As to being an ally, since I’m a psychiatrist I usually start out as the villain in the story of a psychotic episode, because I’m the one wielding the power, in a way. At the same time I’ve usually been able to establish some sort of rapport over time. When people are floridly psychotic, they don’t have a disorder, the disorder has them. It’s very little use to try to reason someone out of a psychosis. If that were possible, they would have done so themselves. What helps to reduce paranoia is being transparent and honest, also about whether or not you think the other person is crazy. And try to find common ground. Pets, music and hobbies are good topics for this. Keep in mind that even when someone is psychotic, they are still more like you than not, on account of being fellow human beings.
Thanks for making this into a thread, mentally ill people need all the support they can get and usually receive so little .
It’s not a “trick”. If you think psychiatric antipsychotic pharmaceuticals are a carefully tailored interrupt to some well-known aberrant neurological or neurochemical brain process, you are mistaken.
Psyhiatric pharmaceuticals are broad blunt instruments.

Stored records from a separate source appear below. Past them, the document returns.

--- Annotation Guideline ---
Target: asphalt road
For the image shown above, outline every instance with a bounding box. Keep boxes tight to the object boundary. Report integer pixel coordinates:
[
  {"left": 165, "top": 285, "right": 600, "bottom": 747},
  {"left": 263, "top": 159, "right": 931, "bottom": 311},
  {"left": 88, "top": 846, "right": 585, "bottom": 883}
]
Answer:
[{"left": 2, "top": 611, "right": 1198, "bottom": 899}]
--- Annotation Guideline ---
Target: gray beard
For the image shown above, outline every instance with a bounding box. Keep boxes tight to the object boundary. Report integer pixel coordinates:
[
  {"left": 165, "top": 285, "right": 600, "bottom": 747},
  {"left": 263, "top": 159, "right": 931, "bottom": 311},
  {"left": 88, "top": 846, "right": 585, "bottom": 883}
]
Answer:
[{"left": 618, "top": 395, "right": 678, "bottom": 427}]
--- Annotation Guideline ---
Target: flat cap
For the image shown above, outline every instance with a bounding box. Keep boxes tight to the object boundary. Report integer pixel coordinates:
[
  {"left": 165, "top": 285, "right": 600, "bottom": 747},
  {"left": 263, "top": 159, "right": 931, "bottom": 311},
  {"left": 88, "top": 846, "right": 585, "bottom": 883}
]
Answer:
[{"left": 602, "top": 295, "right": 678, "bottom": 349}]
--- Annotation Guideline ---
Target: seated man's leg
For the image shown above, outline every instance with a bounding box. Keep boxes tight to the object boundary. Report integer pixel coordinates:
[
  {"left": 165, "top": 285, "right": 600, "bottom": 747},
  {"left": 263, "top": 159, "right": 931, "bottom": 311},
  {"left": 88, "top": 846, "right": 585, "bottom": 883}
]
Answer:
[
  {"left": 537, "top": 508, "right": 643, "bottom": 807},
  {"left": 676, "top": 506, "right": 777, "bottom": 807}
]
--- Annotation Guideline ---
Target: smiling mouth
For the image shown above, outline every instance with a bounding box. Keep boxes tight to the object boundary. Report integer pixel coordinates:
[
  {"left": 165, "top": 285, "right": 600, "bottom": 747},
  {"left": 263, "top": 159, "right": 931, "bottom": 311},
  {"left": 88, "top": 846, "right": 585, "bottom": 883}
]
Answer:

It’s unlikely that you’d enjoy them. They basically turn down the volume on the entirety of thinking and feeling processes — they used to be called “tranquilizers” which is an apt name. Whether they manage to turn down the volume a little bit more for the most bothersome and worrisome of cognitive processes than for the rest of them is a matter of some speculation, but even if it does, it leaves the person with a mind less capable of formulating thoughts, and less capable of feeling anything for or about anything with any intensity.
That reminds me of a story I was told by one of my high school teachers.
From what I recall, I believe it was the 70s, he was in college and was out for a walk (it was summertime and he was out of school). Police saw him along the side of the road and picked him up. He looked similar to a guy they’d been on the lookout for, someone who was mentally ill and considered dangerous.
My teacher insisted that they had the wrong person, but they figured, of course this guy is going to say that. He had no ID on him, he was a young guy just out for a walk enjoying the nice weather. They put him in a facility for 3 whole days, confined and drugged, until they finally figured out they had the wrong guy.
They released him, said “oops”, and that was that. Pretty shitty and he had a dim view of the police and mental institutions for a long time after. I didn’t blame him.